ONLINE BANKING: PNC, Frost Respond to Gen Y Demands

Attracting Gen Y customers who are used to sending 50 or more text messages a day requires a new approach to online banking, one that combines knowledge and control built into simple personal financial management tools—in short all the functionality they expect from Web 2.0.

Thus far, most banks have failed to keep up with the innovation of nonbank financial sites. “The industry as a whole is doing a terrible job,” says TowerGroup senior research director George Tubin. “They’re falling behind on things like having Flash capability to make their Web sites and online banking experience more useable, adding simple to use PFM capabilities, using blogs and podcasts.”

But with the success of nonbank PFM sites like Mint, Wesabe and others, online-only high-yield accounts, and given the sheer size of Generation Y, a handful of banks have been motivated to create new online accounts that are aimed squarely at meeting this group’s Web 2.0 demands.

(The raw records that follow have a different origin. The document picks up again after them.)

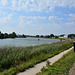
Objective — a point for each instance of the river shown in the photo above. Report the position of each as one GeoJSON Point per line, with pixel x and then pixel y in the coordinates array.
{"type": "Point", "coordinates": [29, 41]}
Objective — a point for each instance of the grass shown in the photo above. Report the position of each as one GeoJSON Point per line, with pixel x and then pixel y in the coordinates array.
{"type": "Point", "coordinates": [61, 67]}
{"type": "Point", "coordinates": [18, 59]}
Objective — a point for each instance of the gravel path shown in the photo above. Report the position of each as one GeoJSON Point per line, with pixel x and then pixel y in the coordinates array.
{"type": "Point", "coordinates": [37, 68]}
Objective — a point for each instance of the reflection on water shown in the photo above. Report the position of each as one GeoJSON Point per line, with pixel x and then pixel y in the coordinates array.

One of the first out of the gate is PNC Bank, offering a new product set dubbed “Virtual Wallet” that combines checking, savings and high-yield-savings accounts. “For PNC this is all about making sure that we’re easy to do business with for the segment that we call Gen Y,” says Thomas Kunz, svp and director of payments and technology at PNC. “It’s really the first group to grow up with the Internet, and we paid a lot of attention to their banking needs.”

In creating the new product, PNC’s marketing team spent considerable time talking to and observing the target market. They learned two major lessons: this is a very visual group, and they want help in controlling their financial picture. “We heard all about, ‘Help me avoid making mistakes, help me avoid overdrafts or being late on a bill,’” Kunz says.

The result of the focus groups is an online interface for three accounts that lets users view on a calendar when bills are due, and what’s coming up between now and the next payday. A complex back-end allows customers to drag and drop when a bill will be paid from one day on the calendar to another, a feature that Outlook users rely on all the time, but one that “required a lot of technology behind the scenes to make the money movement seamless,” Kunz says.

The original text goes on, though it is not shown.